The credit crisis saw the two groups increase their reach across Britain's retail banking market by taking over distressed peers: Lloyds bought Halifax/ Bank of Scotland and Santander, which bought Abbey in 2004, acquired Alliance & Leicester and Bradford & Bingley's savings and branch network.
Yesterday, UBS said that while Santander was seen as better placed to grow, investors might be missing a trick because Lloyds enjoyed a bigger balance sheet. Moreover, while Lloyds has a higher proportion of riskier investments at the moment, that is likely to change as the bank pares down and gets rid of non-core assets.
"[Santander UK] has the smallest balance sheet of the top five UK banks, operates with about 11 per cent of the core tier-one capital employed by Lloyds, and has the lowest core tier-one ratio and highest leverage ratio of the peer group," UBS said. Its remarks helped Lloyds' share price to rise by 2.99p to 56.9p. The wider sector also gained ground, with Royal Bank of Scotland up 1.67p at 46.77p and Barclays up 11.9p at 308.9p as worries about Europe's debt woes were replaced by the feeling that leading stocks had been oversold in recent sessions.
Bargain-hunters aided the FTSE 100, which supplemented Wednesday's gains and closed more than 3 per cent, or 157.09 points, higher at 5,195.17. The FTSE 250 was in a similarly buoyant mood, gaining 2.7 per cent or 254.58 points to 9,647.25 as buyers waded back after China denied it was reviewing its holdings of European sovereign bonds. The Chinese central bank dismissed a report that it was meeting EU bankers amid concerns about its exposure to the eurozone's financial woes. Its statement boosted confidence in the single currency and calmed nerves across the financial markets.
"One of the markets' unspoken assumptions is that, effectively, the only alternative reserve currency to the US dollar is the euro," said Stephen Lewis, an economist at Monument Securities. "The currency composition of China's foreign exchange reserves is a closely-guarded secret but it is widely assumed that 65 per cent are held in US dollars, with most of the rest assumed to be invested in euro assets."
Meanwhile, insurance shares were in demand amid rumours that Prudential might abandon its gambit to acquire AIA, and thus scrap the mammoth cash call required to fund the deal. The company was quick to bat down the chatter, which a spokesman said was "unfounded". The share price, though off the day's highs, firmed up nonetheless, with the Pru closing with a gain of nearly 7 per cent, or 35p, at 547.5p.

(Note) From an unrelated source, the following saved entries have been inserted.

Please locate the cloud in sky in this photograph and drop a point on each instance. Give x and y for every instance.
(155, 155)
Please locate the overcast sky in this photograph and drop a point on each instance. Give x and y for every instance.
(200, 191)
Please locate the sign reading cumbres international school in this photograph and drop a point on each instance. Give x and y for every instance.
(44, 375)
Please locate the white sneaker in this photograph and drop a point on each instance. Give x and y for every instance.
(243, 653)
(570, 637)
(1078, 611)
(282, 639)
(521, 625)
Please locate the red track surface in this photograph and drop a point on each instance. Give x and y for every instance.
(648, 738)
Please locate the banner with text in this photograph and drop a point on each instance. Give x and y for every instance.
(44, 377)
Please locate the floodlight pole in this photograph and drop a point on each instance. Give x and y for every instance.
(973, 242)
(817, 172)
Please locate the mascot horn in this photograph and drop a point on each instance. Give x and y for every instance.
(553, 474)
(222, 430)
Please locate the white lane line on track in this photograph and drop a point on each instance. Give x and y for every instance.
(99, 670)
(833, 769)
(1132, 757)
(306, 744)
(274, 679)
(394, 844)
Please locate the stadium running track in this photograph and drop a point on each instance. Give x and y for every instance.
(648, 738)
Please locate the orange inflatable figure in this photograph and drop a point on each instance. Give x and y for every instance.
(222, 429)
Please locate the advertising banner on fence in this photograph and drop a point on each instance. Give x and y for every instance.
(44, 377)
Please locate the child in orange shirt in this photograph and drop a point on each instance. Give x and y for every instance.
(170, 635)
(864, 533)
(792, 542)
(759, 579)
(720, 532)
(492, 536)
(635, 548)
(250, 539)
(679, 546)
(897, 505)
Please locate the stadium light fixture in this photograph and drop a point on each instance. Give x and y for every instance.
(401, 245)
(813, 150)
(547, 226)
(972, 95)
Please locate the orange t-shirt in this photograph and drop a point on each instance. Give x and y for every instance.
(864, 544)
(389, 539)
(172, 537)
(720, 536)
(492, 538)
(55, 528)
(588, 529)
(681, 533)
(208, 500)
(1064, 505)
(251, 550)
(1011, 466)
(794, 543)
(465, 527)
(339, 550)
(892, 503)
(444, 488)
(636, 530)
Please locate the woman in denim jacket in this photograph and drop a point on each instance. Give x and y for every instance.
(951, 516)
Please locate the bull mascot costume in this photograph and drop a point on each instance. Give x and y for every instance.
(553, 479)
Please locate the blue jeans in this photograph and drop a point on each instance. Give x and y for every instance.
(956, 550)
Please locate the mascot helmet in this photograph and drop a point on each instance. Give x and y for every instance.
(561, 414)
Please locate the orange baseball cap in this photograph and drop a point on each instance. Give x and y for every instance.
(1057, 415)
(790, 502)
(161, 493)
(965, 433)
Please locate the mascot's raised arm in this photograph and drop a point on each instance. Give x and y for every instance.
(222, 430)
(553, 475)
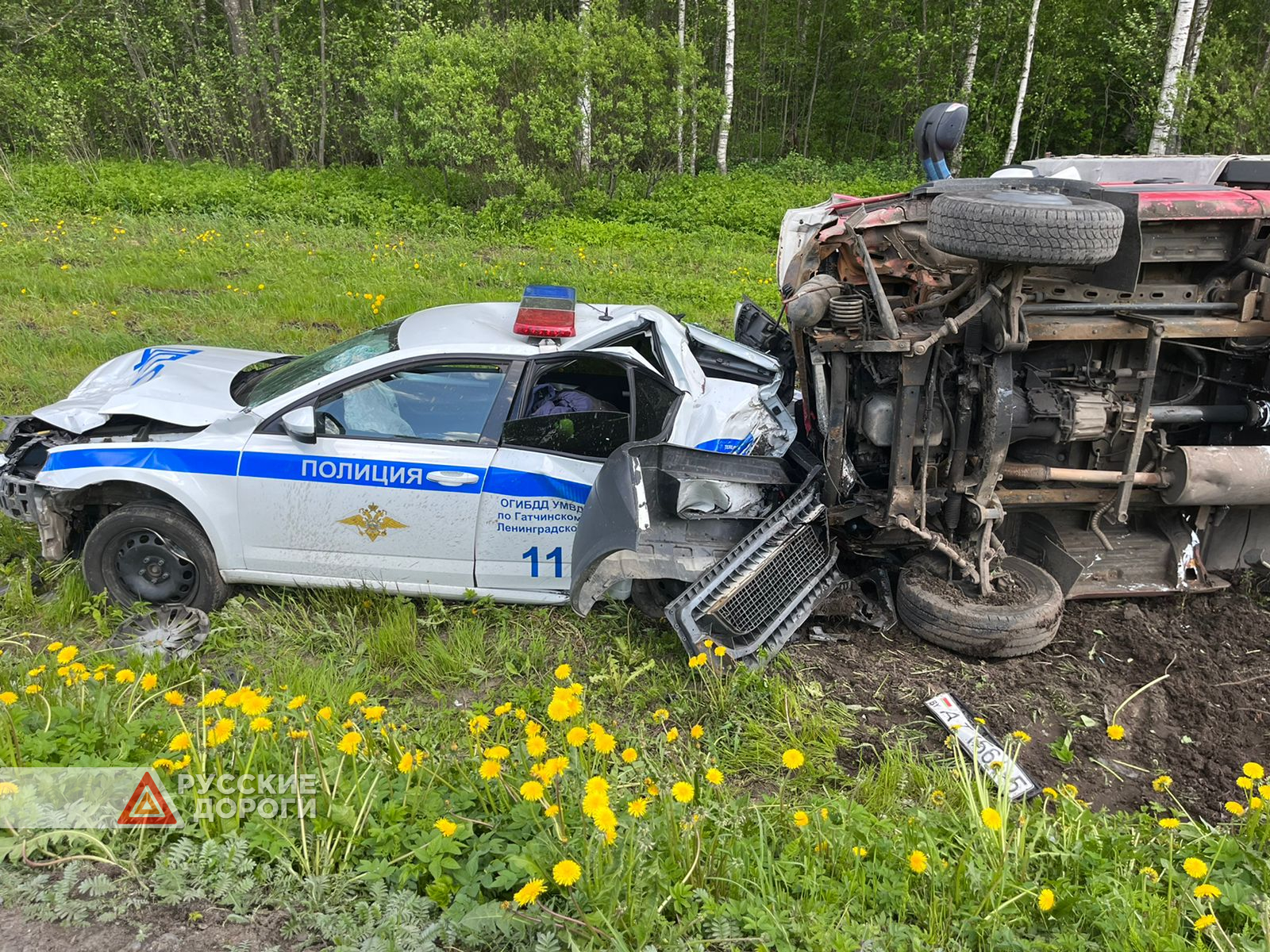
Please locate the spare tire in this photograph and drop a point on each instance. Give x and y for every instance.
(1030, 228)
(1019, 619)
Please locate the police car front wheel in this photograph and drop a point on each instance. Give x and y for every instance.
(152, 552)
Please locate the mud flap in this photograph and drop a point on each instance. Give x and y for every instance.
(757, 596)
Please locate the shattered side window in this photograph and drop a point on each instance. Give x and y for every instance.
(594, 435)
(306, 370)
(653, 403)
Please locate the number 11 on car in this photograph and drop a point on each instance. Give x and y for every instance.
(556, 555)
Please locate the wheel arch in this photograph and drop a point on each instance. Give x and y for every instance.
(87, 505)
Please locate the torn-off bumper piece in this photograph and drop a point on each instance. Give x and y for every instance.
(666, 512)
(768, 587)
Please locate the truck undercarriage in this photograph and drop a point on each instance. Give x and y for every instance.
(1014, 393)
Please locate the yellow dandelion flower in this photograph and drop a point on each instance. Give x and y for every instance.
(529, 894)
(565, 873)
(1195, 867)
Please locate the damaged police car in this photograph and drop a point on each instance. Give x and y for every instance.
(446, 454)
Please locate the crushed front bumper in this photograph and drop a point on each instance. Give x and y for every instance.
(666, 512)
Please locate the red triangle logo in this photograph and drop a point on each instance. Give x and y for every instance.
(148, 806)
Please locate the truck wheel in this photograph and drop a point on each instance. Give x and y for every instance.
(152, 552)
(1019, 619)
(1030, 228)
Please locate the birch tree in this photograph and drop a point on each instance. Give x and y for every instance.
(1022, 83)
(972, 60)
(729, 67)
(1189, 67)
(1168, 108)
(679, 92)
(584, 97)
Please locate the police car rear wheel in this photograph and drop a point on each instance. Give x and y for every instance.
(152, 552)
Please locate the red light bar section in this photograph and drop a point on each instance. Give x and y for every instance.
(546, 311)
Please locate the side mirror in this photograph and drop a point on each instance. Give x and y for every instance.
(302, 424)
(939, 131)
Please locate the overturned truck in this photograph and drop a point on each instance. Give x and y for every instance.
(1047, 385)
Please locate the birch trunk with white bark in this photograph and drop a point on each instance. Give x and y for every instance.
(584, 97)
(1168, 108)
(729, 67)
(1022, 84)
(679, 93)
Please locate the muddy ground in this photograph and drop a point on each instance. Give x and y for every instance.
(1199, 725)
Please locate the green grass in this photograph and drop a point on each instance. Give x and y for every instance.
(159, 254)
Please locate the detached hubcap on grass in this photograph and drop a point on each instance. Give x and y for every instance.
(154, 569)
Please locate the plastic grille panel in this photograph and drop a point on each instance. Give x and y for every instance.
(751, 606)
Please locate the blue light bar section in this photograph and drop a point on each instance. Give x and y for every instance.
(554, 291)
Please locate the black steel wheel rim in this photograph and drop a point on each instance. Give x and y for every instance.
(152, 568)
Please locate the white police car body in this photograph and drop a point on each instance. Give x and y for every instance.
(444, 454)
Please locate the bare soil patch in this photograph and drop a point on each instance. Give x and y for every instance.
(1199, 725)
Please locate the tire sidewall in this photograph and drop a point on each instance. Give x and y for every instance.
(976, 628)
(102, 545)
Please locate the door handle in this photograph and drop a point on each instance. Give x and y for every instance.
(452, 478)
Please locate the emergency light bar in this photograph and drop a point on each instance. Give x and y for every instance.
(546, 311)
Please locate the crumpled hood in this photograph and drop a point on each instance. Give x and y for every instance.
(187, 386)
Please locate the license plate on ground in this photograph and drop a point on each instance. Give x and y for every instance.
(982, 747)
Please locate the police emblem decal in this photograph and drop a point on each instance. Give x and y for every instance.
(372, 522)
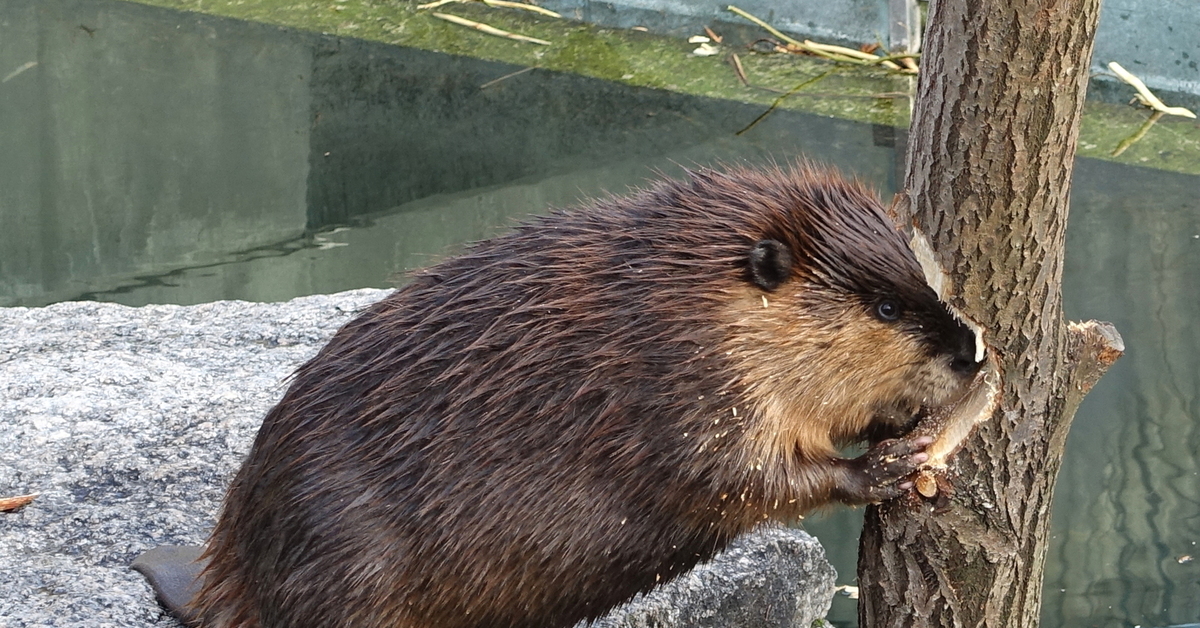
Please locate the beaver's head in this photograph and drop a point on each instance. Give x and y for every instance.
(835, 324)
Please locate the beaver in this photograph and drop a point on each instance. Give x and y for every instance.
(534, 431)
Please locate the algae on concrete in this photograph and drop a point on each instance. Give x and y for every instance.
(643, 59)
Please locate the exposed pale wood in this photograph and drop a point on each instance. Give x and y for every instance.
(991, 151)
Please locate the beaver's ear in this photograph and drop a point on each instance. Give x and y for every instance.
(771, 264)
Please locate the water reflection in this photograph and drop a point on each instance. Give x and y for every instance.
(167, 157)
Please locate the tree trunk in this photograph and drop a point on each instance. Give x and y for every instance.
(990, 156)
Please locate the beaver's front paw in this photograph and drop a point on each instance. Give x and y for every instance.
(883, 471)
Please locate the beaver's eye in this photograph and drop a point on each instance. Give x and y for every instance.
(887, 310)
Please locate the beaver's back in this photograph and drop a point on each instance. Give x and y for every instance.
(511, 440)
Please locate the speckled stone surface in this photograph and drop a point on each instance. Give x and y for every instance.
(130, 423)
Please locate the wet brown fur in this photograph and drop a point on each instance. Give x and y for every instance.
(564, 416)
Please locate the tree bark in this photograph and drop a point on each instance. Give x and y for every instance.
(990, 157)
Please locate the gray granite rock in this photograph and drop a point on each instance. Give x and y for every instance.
(130, 422)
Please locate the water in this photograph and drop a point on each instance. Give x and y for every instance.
(163, 157)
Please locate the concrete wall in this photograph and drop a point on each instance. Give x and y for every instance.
(1157, 40)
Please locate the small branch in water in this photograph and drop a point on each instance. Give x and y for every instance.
(783, 97)
(490, 83)
(834, 53)
(503, 4)
(491, 30)
(1145, 96)
(9, 504)
(738, 70)
(1138, 135)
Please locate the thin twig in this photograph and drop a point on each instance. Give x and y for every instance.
(828, 51)
(1146, 96)
(738, 70)
(783, 97)
(491, 30)
(9, 504)
(522, 6)
(504, 4)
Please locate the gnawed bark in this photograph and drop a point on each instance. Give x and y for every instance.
(990, 157)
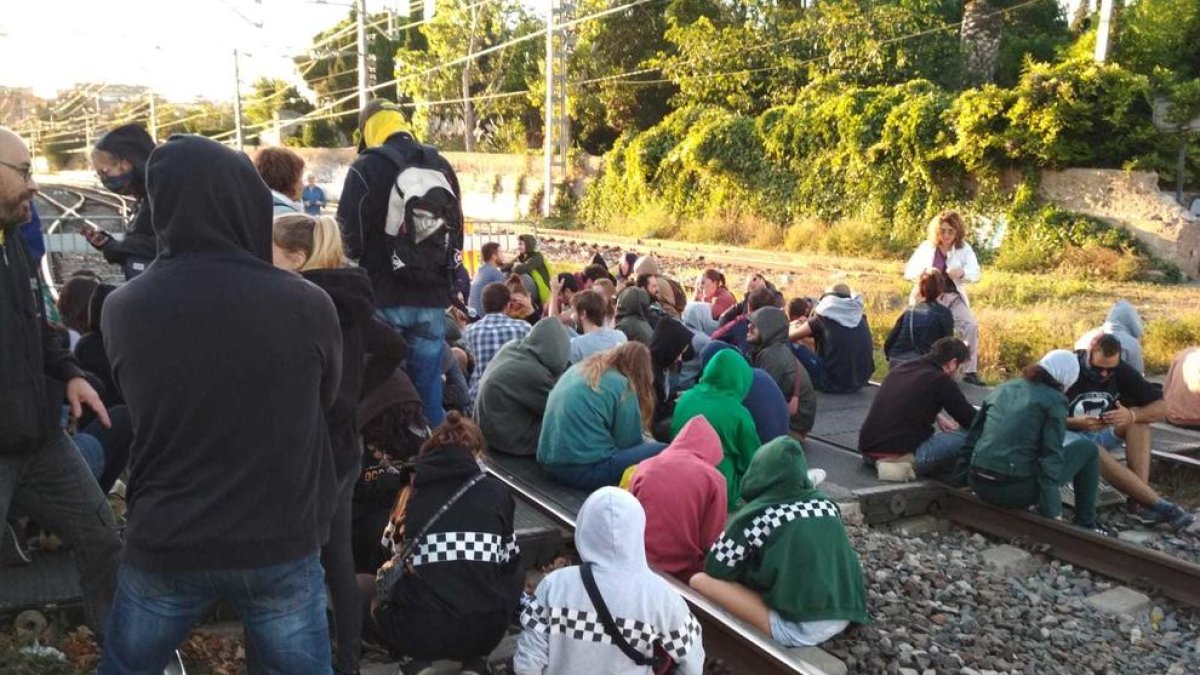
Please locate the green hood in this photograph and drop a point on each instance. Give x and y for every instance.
(727, 374)
(779, 472)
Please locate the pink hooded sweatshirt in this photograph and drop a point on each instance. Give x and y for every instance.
(684, 500)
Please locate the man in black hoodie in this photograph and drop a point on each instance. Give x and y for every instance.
(412, 300)
(227, 365)
(41, 471)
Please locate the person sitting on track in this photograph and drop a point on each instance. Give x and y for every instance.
(564, 633)
(845, 356)
(592, 314)
(718, 396)
(1113, 404)
(516, 384)
(684, 497)
(922, 324)
(784, 563)
(900, 424)
(597, 418)
(1015, 449)
(455, 578)
(768, 338)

Pru's sector peers Aviva and Legal & General were also strong, gaining 21.4p to 321.3p and 5.45p to 79.15p, respectively, after Nomura said they offered "remarkable value". The broker added: "We estimate that the potential release of surplus credit provisions could potentially boost both Aviva's and L&G's earnings significantly over the next few years." Nomura duly raised its target for Aviva from 603p to 619p, and for L&G from 135p to 143p.
Elsewhere, the Mexican silver miner Fresnillo was 40p stronger at 883p after Deutsche Bank advised investors to pile in. "We expect the gold price to continue its rally, peaking in 2012 at $1600 [per troy ounce]. Although the fundamentals are not as attractive, silver should be dragged up by gold's performance," the broker said, identifying Fresnillo as best placed to capitalise on this trend.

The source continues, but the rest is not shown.